It’s a board that is often fraught with controversy; like a perennial in summer, there’s drama blooming on the Alaska Human Rights Commission.
Board Chair Debbie Fullenwider is no longer listed on the state’s directory. She has quit.
Also not on the board is Vice Chair Betsy Engle, whose name was gone from the directory Wednesday morning. And missing from the list is Human Rights Commissioner Cynthia Erickson. In the span of 48 hours, three of the seven commissioners have appeared to have resigned. A fourth is said to be also considering leaving.
The apparent conflict, Must Read Alaska has learned, is over the management of the professional staff of the commission.
Management conflict also arose over the management styles of the previous two executive directors, Marilyn Stewart and Marti Buscalgia.
The drama started with Buscalgia, who was embroiled in controversy in 2019 after she discriminated against a building contractor whose work truck bore a sticker that said, “Black Rifles Matter.” Stewart only lasted a few weeks before being asked to resign by now-former Chair Fullenwider, over a management-style dispute.
There has been no announcement about the departures from the Human Rights Commission.
Robert Corbisier, the current executive director, has seen a dramatic drop in workload since the Covid-19 pandemic.
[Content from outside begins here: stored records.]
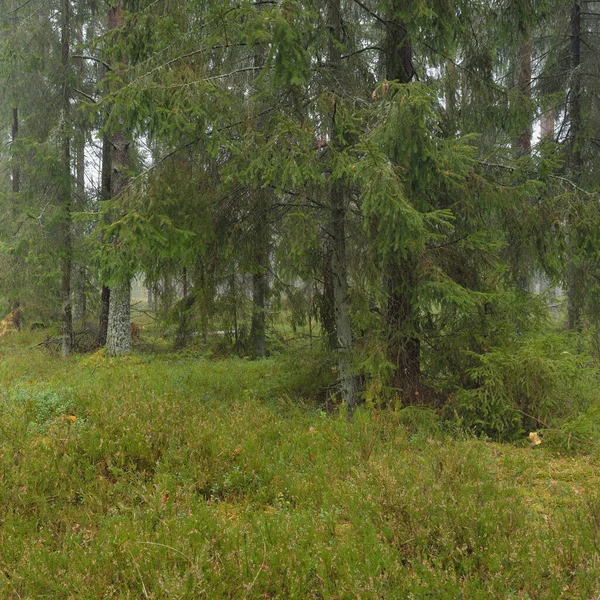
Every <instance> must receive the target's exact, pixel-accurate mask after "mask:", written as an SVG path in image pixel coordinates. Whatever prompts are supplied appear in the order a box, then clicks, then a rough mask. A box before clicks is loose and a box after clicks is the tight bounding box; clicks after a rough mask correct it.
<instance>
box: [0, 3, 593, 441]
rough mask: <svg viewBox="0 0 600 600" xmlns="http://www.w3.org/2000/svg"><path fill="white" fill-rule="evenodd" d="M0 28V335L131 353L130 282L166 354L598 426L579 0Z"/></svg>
mask: <svg viewBox="0 0 600 600" xmlns="http://www.w3.org/2000/svg"><path fill="white" fill-rule="evenodd" d="M0 20H1V24H2V33H1V38H0V43H1V46H0V78H1V80H2V86H1V90H2V91H1V94H2V102H1V104H0V127H1V133H0V135H1V136H2V142H3V143H2V147H1V149H0V207H1V208H0V211H1V212H0V215H1V216H0V273H1V276H0V300H1V301H2V306H3V313H4V314H10V315H12V316H10V317H9V324H12V325H18V326H19V327H21V328H28V329H29V328H42V327H44V328H45V327H55V326H58V327H59V328H60V333H59V337H60V347H61V352H62V354H63V356H67V355H69V354H70V353H72V352H73V351H76V350H81V349H85V350H90V349H93V348H98V347H103V346H106V352H107V354H109V355H113V356H120V355H123V354H127V353H128V352H130V350H131V346H132V333H133V335H134V337H137V336H138V335H139V334H140V331H139V329H138V325H133V326H132V325H131V321H132V318H131V286H132V281H136V282H137V283H136V285H138V287H140V286H142V287H143V293H144V294H145V293H146V291H145V290H146V289H147V290H149V296H148V298H147V299H146V304H145V305H144V306H143V308H144V310H145V309H146V308H149V309H150V310H151V314H152V316H153V318H156V319H158V323H157V324H155V325H153V327H154V328H155V330H160V331H162V332H163V333H164V334H165V335H167V337H168V340H167V342H165V345H170V346H171V347H174V348H177V349H180V350H181V349H183V348H186V347H188V346H190V345H191V346H194V347H196V346H203V347H210V346H211V339H213V340H214V339H216V338H215V337H214V335H212V334H213V332H224V334H222V335H221V334H219V335H221V337H219V338H218V339H219V340H221V341H220V342H219V345H220V351H225V352H232V353H237V354H238V355H240V356H249V357H252V358H260V357H263V356H265V355H267V354H269V353H282V354H284V355H285V354H286V353H287V354H288V355H289V354H290V352H291V353H292V355H293V356H296V357H297V360H298V365H299V368H300V369H305V370H306V372H307V373H308V374H309V375H310V374H311V373H322V377H321V376H319V377H317V378H315V381H316V382H317V383H318V385H317V387H318V388H319V389H320V390H321V393H322V396H321V397H322V398H324V397H327V398H329V399H330V400H333V401H334V402H341V403H343V404H344V405H345V406H346V407H347V408H348V409H350V410H352V409H353V407H354V406H356V405H357V404H358V403H361V402H366V403H368V404H371V405H378V406H392V405H395V404H397V403H401V404H403V405H410V404H420V405H425V406H428V407H431V408H434V409H435V410H436V411H438V412H440V413H441V414H445V415H446V416H447V418H448V419H453V420H454V421H455V422H457V423H458V424H459V426H461V427H462V426H464V427H465V428H467V429H470V430H474V431H476V432H478V433H480V434H482V435H489V436H493V437H497V438H499V439H510V438H514V437H515V436H518V435H520V434H522V433H523V432H524V431H527V430H529V429H534V428H538V427H543V426H548V427H558V428H564V427H567V428H568V427H575V425H573V423H576V424H577V425H576V426H577V427H580V429H581V428H582V429H581V431H582V432H580V434H578V435H582V436H584V437H585V436H586V435H588V434H589V435H592V434H591V433H590V432H592V433H593V432H595V431H596V430H597V429H598V427H600V425H596V421H595V420H594V419H596V417H594V416H593V414H592V413H593V411H594V410H595V409H594V406H596V404H597V397H596V394H595V390H596V388H597V376H598V373H597V371H596V363H597V358H598V350H599V349H600V338H599V334H600V330H599V329H598V325H599V311H598V306H599V303H598V292H599V290H600V287H599V285H598V283H599V278H600V271H598V259H599V255H598V248H599V242H600V240H599V237H598V236H599V232H600V228H599V227H598V224H599V223H600V215H599V205H598V183H599V180H598V148H599V145H600V141H599V139H598V131H599V124H600V123H599V119H600V108H599V106H598V98H599V97H600V96H599V94H598V81H599V79H598V75H599V73H600V71H599V70H598V61H597V56H598V50H599V48H598V43H599V39H600V38H599V37H598V36H599V33H600V31H599V27H600V6H599V3H598V2H593V1H584V0H570V1H569V2H565V1H557V0H527V1H525V0H497V1H493V2H487V1H486V2H479V1H473V0H462V1H461V0H456V1H451V0H432V1H427V2H425V1H423V0H389V1H387V2H384V1H367V0H365V1H364V2H363V1H362V0H361V1H359V0H349V1H345V0H344V1H341V0H322V1H321V0H315V1H309V2H300V1H294V0H290V1H281V2H279V1H276V0H273V1H270V0H265V1H258V2H245V1H244V2H226V3H223V2H222V1H219V2H212V1H210V0H204V1H196V0H190V1H186V2H182V1H177V0H168V1H167V0H165V1H163V2H156V1H142V0H140V1H133V0H131V1H124V0H122V1H120V2H114V3H106V2H97V1H93V0H82V1H80V2H71V1H70V0H60V1H59V0H51V1H46V2H42V1H37V0H32V1H30V2H26V3H23V2H21V1H20V0H17V1H10V0H3V1H2V2H1V3H0ZM146 305H149V306H146ZM141 307H142V305H139V306H138V308H141ZM134 321H135V319H134ZM290 330H291V332H293V333H295V336H292V337H294V341H293V342H292V341H290ZM81 332H85V336H84V337H85V343H84V342H81V340H82V339H83V338H82V334H81ZM90 340H91V341H90ZM223 340H224V341H223ZM80 342H81V343H80ZM134 342H135V340H134ZM78 345H79V347H78ZM213 345H214V344H213ZM294 353H296V354H294ZM328 401H329V400H328ZM590 411H591V412H590ZM594 414H595V413H594ZM596 420H597V419H596ZM567 424H568V425H567ZM561 431H563V430H562V429H561ZM594 435H595V434H594Z"/></svg>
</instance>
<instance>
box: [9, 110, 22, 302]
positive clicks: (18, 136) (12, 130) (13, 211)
mask: <svg viewBox="0 0 600 600" xmlns="http://www.w3.org/2000/svg"><path fill="white" fill-rule="evenodd" d="M12 112H13V122H12V136H11V142H12V143H13V144H14V143H15V142H16V141H17V139H18V137H19V109H18V108H13V111H12ZM11 184H12V191H13V198H12V201H11V204H10V218H11V220H12V221H14V222H15V223H16V222H17V215H18V211H19V201H18V194H19V193H20V191H21V172H20V169H19V163H18V161H17V160H16V159H15V157H14V156H13V163H12V173H11ZM14 260H15V263H16V265H15V269H16V272H22V270H23V269H24V267H25V265H24V261H23V258H22V257H21V256H19V255H18V254H17V255H15V257H14ZM19 287H20V284H19ZM8 305H9V310H10V311H16V310H18V308H19V307H20V306H21V297H20V293H18V294H16V295H15V297H14V298H10V299H9V301H8Z"/></svg>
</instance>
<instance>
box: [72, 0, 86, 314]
mask: <svg viewBox="0 0 600 600" xmlns="http://www.w3.org/2000/svg"><path fill="white" fill-rule="evenodd" d="M77 21H78V23H77V43H78V44H79V45H80V46H82V45H83V31H82V27H83V22H82V14H81V7H80V10H79V14H78V19H77ZM83 80H84V72H83V59H80V60H79V62H78V65H77V85H78V87H79V88H82V87H83ZM75 155H76V159H75V173H76V182H77V205H78V207H77V209H76V210H85V131H84V130H83V128H82V127H81V126H80V129H79V131H78V132H77V134H76V149H75ZM80 235H81V232H77V237H79V236H80ZM72 272H73V286H72V287H73V293H72V296H73V321H74V322H75V323H77V324H79V325H81V324H83V323H84V322H85V320H86V316H87V315H86V313H87V301H86V285H85V284H86V269H85V265H84V264H83V263H82V261H81V259H79V258H76V259H75V261H74V264H73V268H72Z"/></svg>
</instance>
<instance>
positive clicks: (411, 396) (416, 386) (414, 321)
mask: <svg viewBox="0 0 600 600" xmlns="http://www.w3.org/2000/svg"><path fill="white" fill-rule="evenodd" d="M404 4H405V2H404V0H394V2H393V3H392V7H391V13H390V15H389V17H388V28H387V35H386V40H385V46H384V50H385V53H386V55H385V75H386V78H387V79H389V80H396V81H398V82H399V83H401V84H407V83H410V81H411V80H412V78H413V76H414V69H413V65H412V59H413V51H412V43H411V40H410V37H409V35H408V31H407V27H406V24H405V23H404V22H403V21H402V20H400V19H398V16H397V15H398V14H399V13H401V12H402V10H403V9H404V8H405V6H404ZM399 143H401V141H400V140H399ZM417 272H418V260H417V257H416V256H414V255H412V254H410V253H409V254H408V255H407V256H405V257H398V256H394V255H391V254H390V255H388V256H387V257H386V258H385V263H384V283H385V288H386V292H387V307H386V311H385V319H386V330H387V332H388V340H387V345H388V360H389V361H390V362H391V363H392V364H393V365H394V371H393V373H392V377H391V384H392V386H393V387H394V388H396V389H398V390H400V391H401V393H402V394H403V396H404V397H405V398H407V399H411V400H412V398H414V392H415V391H416V390H417V389H418V387H419V386H420V381H421V340H420V338H419V332H420V315H419V311H418V308H417V300H418V298H417V296H416V288H417V285H418V275H417Z"/></svg>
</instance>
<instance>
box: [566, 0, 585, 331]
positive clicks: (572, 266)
mask: <svg viewBox="0 0 600 600" xmlns="http://www.w3.org/2000/svg"><path fill="white" fill-rule="evenodd" d="M569 98H570V105H569V121H570V169H571V178H572V180H573V181H575V182H577V181H579V179H580V177H581V168H582V163H583V161H582V156H581V140H580V132H581V0H573V5H572V7H571V89H570V92H569ZM575 245H576V241H575V240H573V239H572V240H571V253H573V252H574V251H576V250H577V248H576V247H575ZM582 278H583V273H582V271H581V267H579V266H578V265H577V264H576V262H575V261H574V260H573V259H571V261H570V262H569V264H568V266H567V320H568V327H569V329H581V325H582V323H581V312H582V307H583V293H582V290H581V281H582Z"/></svg>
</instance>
With so many workers now working from home, there have been fewer complaints taken up by the agency that handles a variety of human-conflict cases involving how people treat one another and how they may discriminate or not, per the Alaska Human Rights Law, AS 18.80. Seven commissioners are appointed by the governor and confirmed by the Legislature.
Remaining on the board are William Craig of Sitka, Kyle Foster of Anchorage, Evelyn Falzerano of Anchorage, and Rebecca Carillo of Juneau.